Dr Briguglio, who threw his weight behind the Nationalist Party’s anti-corruption campaign, said that, although a Labour Party victory was likely, he personally did not expect the majority to be so large.

Noting it was difficult to make a comprehensive analysis of the result at this early stage, Dr Briguglio said Labour’s package had clearly been more convincing. The PL had delivered in areas like civil liberties and social policy, he said.

“Whether they were right or wrong, Labour was making key decisions on various issues where the PN was slower and perhaps more cautious”, Dr Briguglio said.

He said the message put forward by the PN could have been perceived as being too negative, adding that Labour had clearly used its power of incumbency to micro-target voters.

Another factor was the different leadership styles of Joseph Muscat and Simon Busuttil. Southern European countries preferred strong leaders who did not necessarily abide by good governance norms, Dr Briguglio said.

Such leaders were preferred over soft-spoken ones who were more attuned to the European continental style of politics, he pointed out.

Asked whether the independent media had got it wrong by continuing to highlight government corruption, Dr Briguglio said the media had a duty to be vocal about good governance.

“The media has its role but it does not mean people simply follow what the media says. The media does not dictate people ideas. People interpret what the media says in different ways”, Dr Briguglio said.
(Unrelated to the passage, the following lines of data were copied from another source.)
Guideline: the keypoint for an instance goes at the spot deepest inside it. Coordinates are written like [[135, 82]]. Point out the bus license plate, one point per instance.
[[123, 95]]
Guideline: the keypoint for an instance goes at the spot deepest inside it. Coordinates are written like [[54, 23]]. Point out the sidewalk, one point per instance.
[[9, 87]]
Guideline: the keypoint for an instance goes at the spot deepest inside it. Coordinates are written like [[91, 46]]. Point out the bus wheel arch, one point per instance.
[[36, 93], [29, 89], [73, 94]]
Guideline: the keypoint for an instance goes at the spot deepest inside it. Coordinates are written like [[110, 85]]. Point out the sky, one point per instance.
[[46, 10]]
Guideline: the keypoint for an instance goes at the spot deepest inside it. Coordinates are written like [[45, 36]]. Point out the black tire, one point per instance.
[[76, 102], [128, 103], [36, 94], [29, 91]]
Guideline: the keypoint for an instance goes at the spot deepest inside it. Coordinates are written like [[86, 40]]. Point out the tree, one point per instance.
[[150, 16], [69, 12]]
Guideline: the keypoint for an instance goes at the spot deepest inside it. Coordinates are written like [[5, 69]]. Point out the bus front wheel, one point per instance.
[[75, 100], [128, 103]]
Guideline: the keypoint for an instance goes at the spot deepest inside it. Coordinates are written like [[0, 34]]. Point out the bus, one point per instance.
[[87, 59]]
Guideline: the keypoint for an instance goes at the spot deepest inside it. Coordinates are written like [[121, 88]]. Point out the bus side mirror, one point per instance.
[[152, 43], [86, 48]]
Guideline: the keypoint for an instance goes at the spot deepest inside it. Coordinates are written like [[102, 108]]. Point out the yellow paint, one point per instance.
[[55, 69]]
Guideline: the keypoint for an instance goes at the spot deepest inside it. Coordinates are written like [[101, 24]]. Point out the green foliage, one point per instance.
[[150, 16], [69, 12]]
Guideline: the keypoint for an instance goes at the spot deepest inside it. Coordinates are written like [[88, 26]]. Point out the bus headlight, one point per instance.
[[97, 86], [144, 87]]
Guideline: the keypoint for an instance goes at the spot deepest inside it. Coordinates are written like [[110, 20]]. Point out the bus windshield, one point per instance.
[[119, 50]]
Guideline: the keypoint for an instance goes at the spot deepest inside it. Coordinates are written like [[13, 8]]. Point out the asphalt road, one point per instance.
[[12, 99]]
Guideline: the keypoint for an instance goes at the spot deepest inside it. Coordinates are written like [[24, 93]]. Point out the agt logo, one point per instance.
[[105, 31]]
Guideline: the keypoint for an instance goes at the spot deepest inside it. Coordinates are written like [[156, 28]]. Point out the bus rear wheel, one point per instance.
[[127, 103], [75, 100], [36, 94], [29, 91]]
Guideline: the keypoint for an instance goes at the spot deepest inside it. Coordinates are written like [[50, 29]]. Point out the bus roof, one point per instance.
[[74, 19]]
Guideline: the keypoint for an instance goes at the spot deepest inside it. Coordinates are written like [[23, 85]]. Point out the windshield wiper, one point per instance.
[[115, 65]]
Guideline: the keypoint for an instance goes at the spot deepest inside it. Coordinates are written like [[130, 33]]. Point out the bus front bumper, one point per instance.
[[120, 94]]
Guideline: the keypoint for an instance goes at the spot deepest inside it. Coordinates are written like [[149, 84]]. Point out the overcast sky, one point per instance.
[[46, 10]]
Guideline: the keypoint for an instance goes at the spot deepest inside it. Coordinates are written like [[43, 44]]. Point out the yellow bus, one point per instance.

Former Nationalist MEP candidate Jonathan Shaw said the social media echo chamber played a part in giving the PN a false sense of security.

Mr Shaw, who was active in the PN’s election campaign, said people on social media wrongly felt they were connected to the country’s pulse, when, in fact, they ended up disconnected from reality.

He said many people ended with a false sense of security because they were only seeing what they wanted to see on social media.

PD leader Marlene Farrugia with partner Godfrey Farrugia at the counting hall.PD leader Marlene Farrugia with partner Godfrey Farrugia at the counting hall.

In his view, the PN now had to take stock to understand the way forward.

In a video address, Democratic Party (PD) leader Marlene Farrugia said her party’s journey had just started.

Whether PD candidates were elected or not, she said she would continue to fight for good governance, accusing the Labour government of using its power of incumbency to buy off people.

“If this government bought everyone using tax money, we cannot blame the people for having been blinded and having believed Muscat”, Dr Farrugia said.